Entre ces deux extrêmes, subodorant de sérieux ennuis judiciaires, l’ancien ministre de l’Eau et de l’Énergie a été rattrapé au Nigéria après être sorti clandestinement du Cameroun.
Yaoundé, le 2 mars 2018. Le remaniement ministériel décidé par le président Paul Biya annonce le limogeage de Basile Atangana Kouna. Très vite le rouleau compresseur se met en branle. Le directeur général de la Camwater, entre 2006 et 2011, reçoit une convocation du Tribunal criminel spécial, juridiction d’exception chargée de la traque des prévaricateurs de la fortune publique, pour une affaire de détournements de fonds. Il est aussi frappé d’une interdiction de sortie du territoire. Le dispositif en place annonce une future arrestation.
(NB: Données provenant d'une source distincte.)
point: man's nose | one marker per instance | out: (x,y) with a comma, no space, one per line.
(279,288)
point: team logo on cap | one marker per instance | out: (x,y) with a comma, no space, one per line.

Il entreprend alors le 9 mars 2018, ce qu’il décrit comme un « voyage normal » avec son chauffeur particulier, son majordome et un gendarme à bord d’un véhicule tout terrain, flanqué de plaques d’immatriculation de l’armée camerounaise. Au Nigéria, « Don Basilio » comme l’appellent les intimes, dépose ses valises au « Command Guest House » de Bauchi, établissement hôtelier appartenant à l’armée nigériane. La cavale se termine le 22 mars avec son arrestation par les autorités nigérianes. Dans la foulée, l’homme le plus recherché de l’heure est rapatrié au Cameroun à bord d’un avion spécial.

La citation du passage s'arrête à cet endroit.